Sing a new song.
Growing up, my house was always full of music. I took piano and violin lessons and played in a music ensemble in church. Even today it's a pretty safe bet that at any given moment my dad is either playing one of his many instruments, "jamming" with his band mates, or listening to music. Pop, rook, classical, bluegrass, hymns, and rap--you name it, it has probably been blared throughout the house at some point in my life.
It was no surprise that there was plenty of music at my grandfather's funeral, and not just the familiar hymns he loved. After the funeral itself, as his whole surviving family--four children, 13 grandchildren, numerous great-grandchildren, and all their spouses--gathered at the cemetery, my dad started to sing "Angel Band," a bluegrass song by the Stanley Brothers: "My latest sun is sinking fast/My race is nearly run/My strongest trials now are past/My triumph has begun."
There was something about the song, sung a cappella in a cemetery, that brought us all out of our individual grief and transformed us back into a family, a community. One by one, as my dad continued to sing, we joined in the chorus, until the song became both a prayer and a reminder that we were all together, still a family.
Like Rhonda Miska in her essay this month ("Grieving with Brahms," pages 19-21), it was mourning that showed me how music can guide us through the most difficult times.
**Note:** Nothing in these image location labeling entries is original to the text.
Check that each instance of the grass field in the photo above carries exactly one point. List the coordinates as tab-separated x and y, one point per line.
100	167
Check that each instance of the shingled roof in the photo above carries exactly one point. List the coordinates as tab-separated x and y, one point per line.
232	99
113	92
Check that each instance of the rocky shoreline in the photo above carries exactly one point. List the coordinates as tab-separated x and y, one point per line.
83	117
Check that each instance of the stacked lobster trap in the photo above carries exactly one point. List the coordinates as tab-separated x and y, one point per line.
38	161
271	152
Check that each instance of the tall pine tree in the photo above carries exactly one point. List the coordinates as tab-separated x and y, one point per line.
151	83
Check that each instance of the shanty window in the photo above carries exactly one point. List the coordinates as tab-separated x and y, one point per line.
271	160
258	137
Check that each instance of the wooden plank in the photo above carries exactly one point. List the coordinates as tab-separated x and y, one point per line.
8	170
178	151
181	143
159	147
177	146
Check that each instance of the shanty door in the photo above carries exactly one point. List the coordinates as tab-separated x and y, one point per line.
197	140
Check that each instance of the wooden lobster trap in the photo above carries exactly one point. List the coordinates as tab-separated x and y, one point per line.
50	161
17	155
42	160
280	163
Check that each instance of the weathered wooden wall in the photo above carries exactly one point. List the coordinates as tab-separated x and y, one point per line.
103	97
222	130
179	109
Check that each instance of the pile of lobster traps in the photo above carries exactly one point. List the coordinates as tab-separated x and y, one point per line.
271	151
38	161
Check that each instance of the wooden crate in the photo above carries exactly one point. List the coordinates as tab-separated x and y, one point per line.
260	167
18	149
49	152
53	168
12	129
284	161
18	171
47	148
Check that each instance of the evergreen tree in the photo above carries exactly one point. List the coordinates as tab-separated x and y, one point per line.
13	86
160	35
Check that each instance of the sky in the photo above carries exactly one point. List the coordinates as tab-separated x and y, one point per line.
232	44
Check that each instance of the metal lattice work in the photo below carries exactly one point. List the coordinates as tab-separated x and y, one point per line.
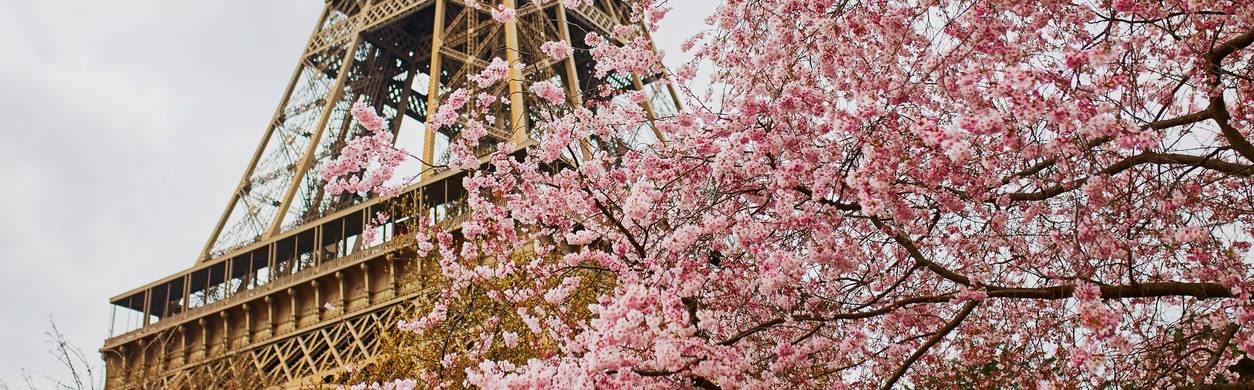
251	309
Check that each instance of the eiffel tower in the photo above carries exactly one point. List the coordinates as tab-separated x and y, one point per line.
256	299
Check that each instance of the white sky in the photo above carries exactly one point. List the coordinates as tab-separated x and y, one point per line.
123	128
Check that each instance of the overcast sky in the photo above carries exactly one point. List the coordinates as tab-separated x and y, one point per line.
124	126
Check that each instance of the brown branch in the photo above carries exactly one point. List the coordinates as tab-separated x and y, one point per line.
1217	108
1225	337
1199	290
857	315
1144	158
936	339
919	258
1219	112
1156	124
1220	52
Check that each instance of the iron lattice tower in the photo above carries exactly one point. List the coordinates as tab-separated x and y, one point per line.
282	248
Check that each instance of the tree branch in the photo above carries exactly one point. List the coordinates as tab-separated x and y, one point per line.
936	339
1144	158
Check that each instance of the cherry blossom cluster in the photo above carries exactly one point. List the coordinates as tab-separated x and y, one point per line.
366	162
870	194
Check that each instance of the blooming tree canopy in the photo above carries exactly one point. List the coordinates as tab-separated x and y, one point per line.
867	194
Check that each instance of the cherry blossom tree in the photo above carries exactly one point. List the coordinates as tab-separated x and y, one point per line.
870	194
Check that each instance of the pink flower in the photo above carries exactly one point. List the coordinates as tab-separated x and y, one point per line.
556	49
549	90
503	14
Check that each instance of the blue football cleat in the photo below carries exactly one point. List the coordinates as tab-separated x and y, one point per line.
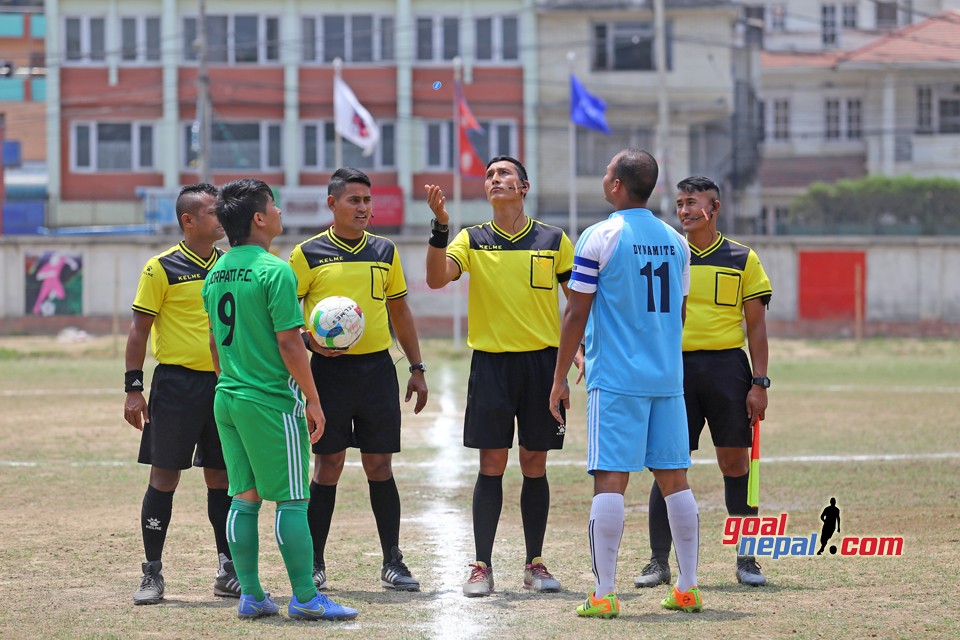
320	608
249	608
Miska writes that after her grandmother's death music gave her "the consolation of beauty, of one soul extending to another soul and saying, 'I've been there too.'" Music is an experience both personal and communal; each individual is called to a different lyric, a different genre, a different piece, and yet the overall effect is to remind us that we are all one people. One family in Christ. One church.
In this month's In Person ("A new kind of music," pages 45-46), music executive Binta Brown says, "Music touches every person, every space." Growing up, music was the air I breathed, how I processed my emotions, how I communicated with my dad, how I participated in my Catholic faith. Even today, every time "Angel Band" comes up on Pandora, I am reminded of standing in that cemetery on top of that hill in the cold, mourning my grandfather and trying not to cry. But I am also reminded of the crowd of people who surrounded me that day. Perhaps this is the meaning of all good art: it reminds us that we are not alone.